The Dencun Upgrade was an Ethereum scalability solution that improved transaction speeds on its blockchain via a rollup feature called “blobs”. It is also known as Proto-Dank Sharding after the scientists Protolambda and Dankrad Feist who created it.
This upgrade attached around 6 blobs per block with an eventual target of adding blobs per Ethereum block.
It was previously known as EIP 4844.
As a result of this upgrade, Ethereum was able to scale from 15 TPS to around an estimated 1500 to 3000 TPS (including blob transactions).

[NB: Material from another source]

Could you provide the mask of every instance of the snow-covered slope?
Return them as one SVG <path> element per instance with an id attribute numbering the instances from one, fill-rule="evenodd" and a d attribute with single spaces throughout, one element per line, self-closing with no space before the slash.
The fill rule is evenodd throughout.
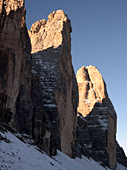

In real terms, Ethereum still has 10-15 TPS, and the blob transactions are only available to bulk transaction generators like Layer-2s and DeFi protocols.
How Does It Work?
After the Dencun Upgrade, large transaction generators like Layer-2s, DeFi protocols, and dApps have a cheaper way to post rollup summaries to the Ethereum blockchain for finalization.
Earlier rollup data was either posted as an ordinary transaction or as call data.
- Posting rollups as ordinary transactions (by ZK rollups) consumed all the gas meant for retail users and increased gas prices which then made it expensive for Layer-1 users.
- Posting rollup data into “call data” (by optimistic rollups) was more costlier than ZK rollup but it provided a faster execution. However, it also made the Ethereum blockchain bulky.